I have found Psalm 100's strength lies in the truths of Psalm 100:3. We are told to "know that the Lord is God." To know that Yahweh is God is to stand on a firm foundation in our understanding and is comprehensive of just who the one true and living God is. Danny Akin says it is "to know who is God and who God isn’t. It is to know the Lord by His Word and through His works. It is to know the God who has made Himself known in nature and scripture (Ps 19) but supremely in His Son Jesus." Hebrews 1:1-2 reminds us, “God, who at various times and in various ways spoke in time past to the fathers by the prophets, has in these last days spoken to us by His Son, whom He has appointed heir of all things, through whom also He made the worlds.”

    We see in verse 3 that we are not our own, He created us. We are not our own, He has redeemed us (1Cor. 6:19-20). Here we find the natural antidote for our idolatry, selfishness, and navel gazing.
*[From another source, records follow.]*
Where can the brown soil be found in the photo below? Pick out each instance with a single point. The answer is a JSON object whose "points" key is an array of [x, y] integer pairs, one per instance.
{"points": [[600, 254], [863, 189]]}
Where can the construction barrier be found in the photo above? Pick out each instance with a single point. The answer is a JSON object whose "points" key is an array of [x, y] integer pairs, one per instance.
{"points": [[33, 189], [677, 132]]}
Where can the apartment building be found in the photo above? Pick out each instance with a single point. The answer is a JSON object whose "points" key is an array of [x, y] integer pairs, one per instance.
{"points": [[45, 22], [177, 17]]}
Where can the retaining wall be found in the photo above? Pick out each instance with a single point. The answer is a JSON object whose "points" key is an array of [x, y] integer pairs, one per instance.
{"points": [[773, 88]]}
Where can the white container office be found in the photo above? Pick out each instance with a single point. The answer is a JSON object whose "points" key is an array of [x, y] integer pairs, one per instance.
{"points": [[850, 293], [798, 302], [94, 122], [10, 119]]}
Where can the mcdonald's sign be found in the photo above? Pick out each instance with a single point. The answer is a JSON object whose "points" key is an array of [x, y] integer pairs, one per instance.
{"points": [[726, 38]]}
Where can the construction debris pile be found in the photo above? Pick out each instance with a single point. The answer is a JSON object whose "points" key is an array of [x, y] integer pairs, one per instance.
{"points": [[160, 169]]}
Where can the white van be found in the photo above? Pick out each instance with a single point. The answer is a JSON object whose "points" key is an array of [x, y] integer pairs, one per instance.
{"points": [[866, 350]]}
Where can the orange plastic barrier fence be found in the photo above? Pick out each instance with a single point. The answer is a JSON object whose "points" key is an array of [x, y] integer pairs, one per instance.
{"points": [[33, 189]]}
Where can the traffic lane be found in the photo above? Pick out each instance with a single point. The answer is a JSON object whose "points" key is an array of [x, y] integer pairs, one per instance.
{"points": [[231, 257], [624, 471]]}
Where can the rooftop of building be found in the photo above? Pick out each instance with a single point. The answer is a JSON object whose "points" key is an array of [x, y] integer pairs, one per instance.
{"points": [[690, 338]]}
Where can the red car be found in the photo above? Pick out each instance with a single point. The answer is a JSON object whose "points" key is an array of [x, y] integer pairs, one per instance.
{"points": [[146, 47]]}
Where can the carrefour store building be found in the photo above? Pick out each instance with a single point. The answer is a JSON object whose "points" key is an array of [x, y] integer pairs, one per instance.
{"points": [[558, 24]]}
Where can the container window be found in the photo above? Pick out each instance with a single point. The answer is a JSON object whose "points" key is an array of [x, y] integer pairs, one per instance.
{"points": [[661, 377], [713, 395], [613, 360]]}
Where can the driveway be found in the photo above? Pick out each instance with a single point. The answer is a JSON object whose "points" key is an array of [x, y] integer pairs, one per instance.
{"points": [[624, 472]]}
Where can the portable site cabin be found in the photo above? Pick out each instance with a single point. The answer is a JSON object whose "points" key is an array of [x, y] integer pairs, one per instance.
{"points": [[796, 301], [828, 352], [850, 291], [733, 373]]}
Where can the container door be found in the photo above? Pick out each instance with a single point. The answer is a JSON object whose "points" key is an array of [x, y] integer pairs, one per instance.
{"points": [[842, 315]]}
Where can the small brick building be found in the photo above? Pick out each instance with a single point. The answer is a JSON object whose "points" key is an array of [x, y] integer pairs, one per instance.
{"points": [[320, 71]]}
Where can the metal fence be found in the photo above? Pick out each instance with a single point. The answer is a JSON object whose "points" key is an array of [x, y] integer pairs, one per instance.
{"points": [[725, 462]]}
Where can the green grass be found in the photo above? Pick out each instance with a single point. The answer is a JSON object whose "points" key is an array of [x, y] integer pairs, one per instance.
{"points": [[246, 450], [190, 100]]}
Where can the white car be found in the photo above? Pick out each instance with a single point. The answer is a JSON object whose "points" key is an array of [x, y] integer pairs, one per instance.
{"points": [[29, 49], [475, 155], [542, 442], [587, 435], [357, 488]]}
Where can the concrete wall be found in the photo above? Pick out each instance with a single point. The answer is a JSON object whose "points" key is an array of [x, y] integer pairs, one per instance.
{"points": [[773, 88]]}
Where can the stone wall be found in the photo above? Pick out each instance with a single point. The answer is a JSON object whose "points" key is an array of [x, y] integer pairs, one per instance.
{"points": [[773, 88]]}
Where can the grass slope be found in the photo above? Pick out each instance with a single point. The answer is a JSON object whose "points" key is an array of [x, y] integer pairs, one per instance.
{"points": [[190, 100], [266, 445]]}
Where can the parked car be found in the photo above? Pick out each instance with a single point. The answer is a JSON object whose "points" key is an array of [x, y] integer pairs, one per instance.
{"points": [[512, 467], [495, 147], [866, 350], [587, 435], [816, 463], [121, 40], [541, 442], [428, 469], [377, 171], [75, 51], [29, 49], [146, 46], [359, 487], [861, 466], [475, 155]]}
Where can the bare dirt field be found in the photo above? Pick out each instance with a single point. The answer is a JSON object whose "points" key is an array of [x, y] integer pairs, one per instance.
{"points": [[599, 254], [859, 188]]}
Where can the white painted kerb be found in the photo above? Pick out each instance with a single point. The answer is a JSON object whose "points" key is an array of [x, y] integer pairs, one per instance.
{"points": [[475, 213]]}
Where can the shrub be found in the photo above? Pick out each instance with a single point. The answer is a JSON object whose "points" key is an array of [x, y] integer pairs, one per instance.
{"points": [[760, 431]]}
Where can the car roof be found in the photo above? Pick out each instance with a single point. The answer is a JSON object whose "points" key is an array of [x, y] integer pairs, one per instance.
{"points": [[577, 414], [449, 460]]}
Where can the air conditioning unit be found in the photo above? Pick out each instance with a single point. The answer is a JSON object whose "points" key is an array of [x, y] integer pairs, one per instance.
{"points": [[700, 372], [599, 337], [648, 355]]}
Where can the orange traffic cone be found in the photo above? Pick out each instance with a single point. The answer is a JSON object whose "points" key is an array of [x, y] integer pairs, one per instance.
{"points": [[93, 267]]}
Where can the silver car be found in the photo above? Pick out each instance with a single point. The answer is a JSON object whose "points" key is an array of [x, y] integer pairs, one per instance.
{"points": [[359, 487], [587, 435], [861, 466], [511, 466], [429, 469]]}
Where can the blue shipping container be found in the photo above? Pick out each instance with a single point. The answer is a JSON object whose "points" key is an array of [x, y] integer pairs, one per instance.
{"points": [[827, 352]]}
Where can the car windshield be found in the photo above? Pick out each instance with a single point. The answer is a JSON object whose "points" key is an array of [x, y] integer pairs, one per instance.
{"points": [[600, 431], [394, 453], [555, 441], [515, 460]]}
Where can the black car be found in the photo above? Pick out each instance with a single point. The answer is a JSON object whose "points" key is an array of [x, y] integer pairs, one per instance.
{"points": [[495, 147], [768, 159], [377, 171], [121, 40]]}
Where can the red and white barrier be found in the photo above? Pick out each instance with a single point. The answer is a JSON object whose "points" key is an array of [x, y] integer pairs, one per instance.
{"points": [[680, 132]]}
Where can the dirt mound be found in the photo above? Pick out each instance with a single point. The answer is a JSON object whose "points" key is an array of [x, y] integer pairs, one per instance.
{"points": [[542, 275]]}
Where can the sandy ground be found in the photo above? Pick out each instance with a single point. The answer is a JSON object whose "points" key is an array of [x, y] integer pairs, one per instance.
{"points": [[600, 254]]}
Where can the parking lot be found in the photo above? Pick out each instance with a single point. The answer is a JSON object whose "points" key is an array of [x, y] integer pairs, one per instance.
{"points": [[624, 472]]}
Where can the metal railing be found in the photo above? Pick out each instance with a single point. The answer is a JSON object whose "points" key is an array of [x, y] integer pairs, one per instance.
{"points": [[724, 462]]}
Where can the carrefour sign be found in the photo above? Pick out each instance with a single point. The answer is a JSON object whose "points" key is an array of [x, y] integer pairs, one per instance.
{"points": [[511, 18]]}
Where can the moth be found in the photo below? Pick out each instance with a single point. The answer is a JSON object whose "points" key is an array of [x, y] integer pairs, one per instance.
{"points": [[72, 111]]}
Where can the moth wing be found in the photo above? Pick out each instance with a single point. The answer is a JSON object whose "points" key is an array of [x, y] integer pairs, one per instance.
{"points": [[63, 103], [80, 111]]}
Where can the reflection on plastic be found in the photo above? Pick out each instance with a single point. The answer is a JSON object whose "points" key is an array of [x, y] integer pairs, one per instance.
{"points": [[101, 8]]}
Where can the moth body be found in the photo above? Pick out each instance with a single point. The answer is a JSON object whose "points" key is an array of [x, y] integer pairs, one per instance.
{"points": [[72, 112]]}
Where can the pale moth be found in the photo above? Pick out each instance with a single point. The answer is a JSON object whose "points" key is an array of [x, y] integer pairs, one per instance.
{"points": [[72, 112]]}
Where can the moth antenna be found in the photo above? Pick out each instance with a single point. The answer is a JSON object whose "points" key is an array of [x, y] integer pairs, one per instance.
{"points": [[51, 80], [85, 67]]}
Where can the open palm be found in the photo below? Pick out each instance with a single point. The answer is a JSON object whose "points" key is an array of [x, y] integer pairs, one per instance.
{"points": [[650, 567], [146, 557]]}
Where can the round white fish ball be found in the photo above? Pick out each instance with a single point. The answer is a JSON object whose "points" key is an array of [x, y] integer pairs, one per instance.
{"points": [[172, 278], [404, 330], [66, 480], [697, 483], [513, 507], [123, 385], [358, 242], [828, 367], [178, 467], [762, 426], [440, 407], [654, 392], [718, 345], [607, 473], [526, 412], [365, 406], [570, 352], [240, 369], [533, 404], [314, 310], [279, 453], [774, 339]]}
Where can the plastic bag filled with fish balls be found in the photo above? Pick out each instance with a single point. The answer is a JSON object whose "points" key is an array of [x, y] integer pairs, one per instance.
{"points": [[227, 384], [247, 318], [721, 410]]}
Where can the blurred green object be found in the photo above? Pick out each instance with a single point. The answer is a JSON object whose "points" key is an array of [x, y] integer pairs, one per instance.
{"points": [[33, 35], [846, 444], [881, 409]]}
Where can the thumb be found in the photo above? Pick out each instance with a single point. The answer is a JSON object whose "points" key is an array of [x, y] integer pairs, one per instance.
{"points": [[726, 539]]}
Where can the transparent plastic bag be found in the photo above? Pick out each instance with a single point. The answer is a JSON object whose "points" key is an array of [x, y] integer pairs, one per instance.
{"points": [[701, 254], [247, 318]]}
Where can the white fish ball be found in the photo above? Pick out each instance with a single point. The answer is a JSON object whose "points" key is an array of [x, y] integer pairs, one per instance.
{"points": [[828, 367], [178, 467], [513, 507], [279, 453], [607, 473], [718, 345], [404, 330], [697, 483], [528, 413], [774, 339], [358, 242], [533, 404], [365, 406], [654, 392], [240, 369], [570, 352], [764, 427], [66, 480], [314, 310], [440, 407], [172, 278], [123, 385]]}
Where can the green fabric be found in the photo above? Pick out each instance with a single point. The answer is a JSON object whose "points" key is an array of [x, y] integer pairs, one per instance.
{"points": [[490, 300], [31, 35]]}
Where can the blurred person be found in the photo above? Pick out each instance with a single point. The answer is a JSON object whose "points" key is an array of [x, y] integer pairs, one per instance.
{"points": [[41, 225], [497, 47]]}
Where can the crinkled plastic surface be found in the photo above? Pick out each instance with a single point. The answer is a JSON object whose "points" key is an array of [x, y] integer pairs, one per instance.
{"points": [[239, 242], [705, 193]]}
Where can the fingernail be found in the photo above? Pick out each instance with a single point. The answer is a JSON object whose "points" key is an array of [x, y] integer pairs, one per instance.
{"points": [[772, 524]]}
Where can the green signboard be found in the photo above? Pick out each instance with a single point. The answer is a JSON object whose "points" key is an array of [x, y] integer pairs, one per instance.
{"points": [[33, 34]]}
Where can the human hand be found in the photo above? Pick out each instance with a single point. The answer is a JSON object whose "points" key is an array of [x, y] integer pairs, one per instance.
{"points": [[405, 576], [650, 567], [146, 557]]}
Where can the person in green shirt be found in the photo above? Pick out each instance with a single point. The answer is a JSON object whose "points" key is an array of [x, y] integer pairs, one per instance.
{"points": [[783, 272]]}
We are not our own. We were bought with a price, and although it was free to us, it was greatly costly to God. James Boice said it well: “The natural result of knowing God is to know ourselves, and the only way to really know ourselves is by knowing God” (vol. 2, p. 812).

     And if the phrase, “It is he who made us” is a statement of accountability to remind us of our contingent origins, this phrase “we are His people and the sheep of His pasture” is a statement of privilege. I not only know the King, I am known by Him. Don’t run past the personal pronouns in verse 3. We are His people and the sheep of His pasture. This verse looks back to the kind words of Psalm 23 where the good shepherd leads us to lay down by still waters and even though " I walk through the valley of the shadow of death, I will fear no evil, for you are with me: your rod and staff, they comfort me." Why don't I fear? Because the one who disciplines me also knows the way to bring me to safety; He sees farther than I do and He loves me. Verse 3 also looks forward to Luke 15:3-6 and John 10:1-18. Both are talking about Jesus! He is our Shepherd-King and being known by His great love allows to praise Him, as Psalm 100:1 tells us to, despite our circumstances, because of what we know to be true.